Avec les années, Fanfan avait grandi et même vieilli ; s’il n’avait pas hérité du génie de son oncle, il avait au moins profité de ses leçons : il était devenu le chef respectable d’une nombreuse famille ; un brave général ayant conquis tous ses grades sur le champ de bataille et dont on avait fait sans peine un diplomate éclairé et prudent. Fénelon était d’ailleurs utilement secondé par un jeune ecclésiastique qu’il avait amené lui-même comme précepteur de ses enfans, dont il avait ensuite fait son secrétaire, et dont le mérite avait été si vite reconnu qu’on le laissait sans inquiétude chargé des affaires pendant les fréquentes absences de son chef.

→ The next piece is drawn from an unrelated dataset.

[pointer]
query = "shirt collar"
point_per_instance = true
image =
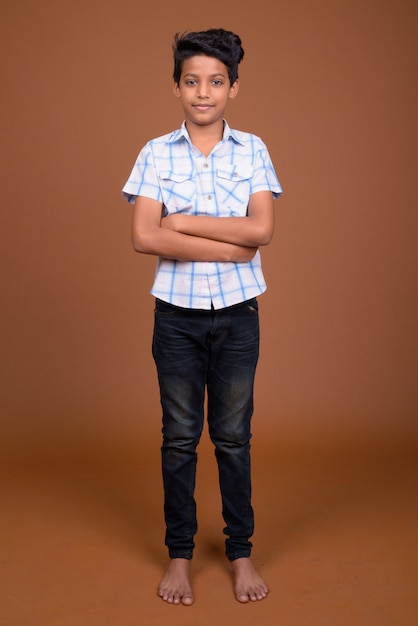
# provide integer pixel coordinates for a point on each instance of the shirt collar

L’abbé de La Ville était lui-même un écrivain fort distingué en son genre, puisque bien des années plus tard, après avoir dirigé longtemps les bureaux des affaires étrangères, il fut appelé à siéger à l’Académie française, — bonne fortune qui n’est arrivée, je crois, après, lui dans les mêmes conditions, qu’à mon ami M. de Viel-Castel.

À eux deux, à force de soins et de prudence, ces dignes agens avaient réussi, sinon à changer la tendance naturelle de la politique hollandaise qui la rapprochait de l’Angleterre, au moins à en paralyser les effets. Ils avaient su opposer avec art le flegme flamand aux ardeurs autrichiennes et britanniques, les intérêts commerciaux et pacifiques aux susceptibilités républicaines et protestantes. S’ils n’avaient pu former un parti qui disputât la majorité, ils groupaient du moins autour d’eux tous les esprits raisonnables et modérés auxquels répugnaient les partis extrêmes, et jouissaient auprès de tous d’une considération véritable. En un mot, ils avaient réussi (et c’était le comble de ce qu’on pouvait espérer) à faire de la Hollande, suivant l’expression de La Ville, une non-valeur dans les comptes de l’Angleterre.

Ce n’étaient pas là des serviteurs qu’on pût traiter sans ménagement.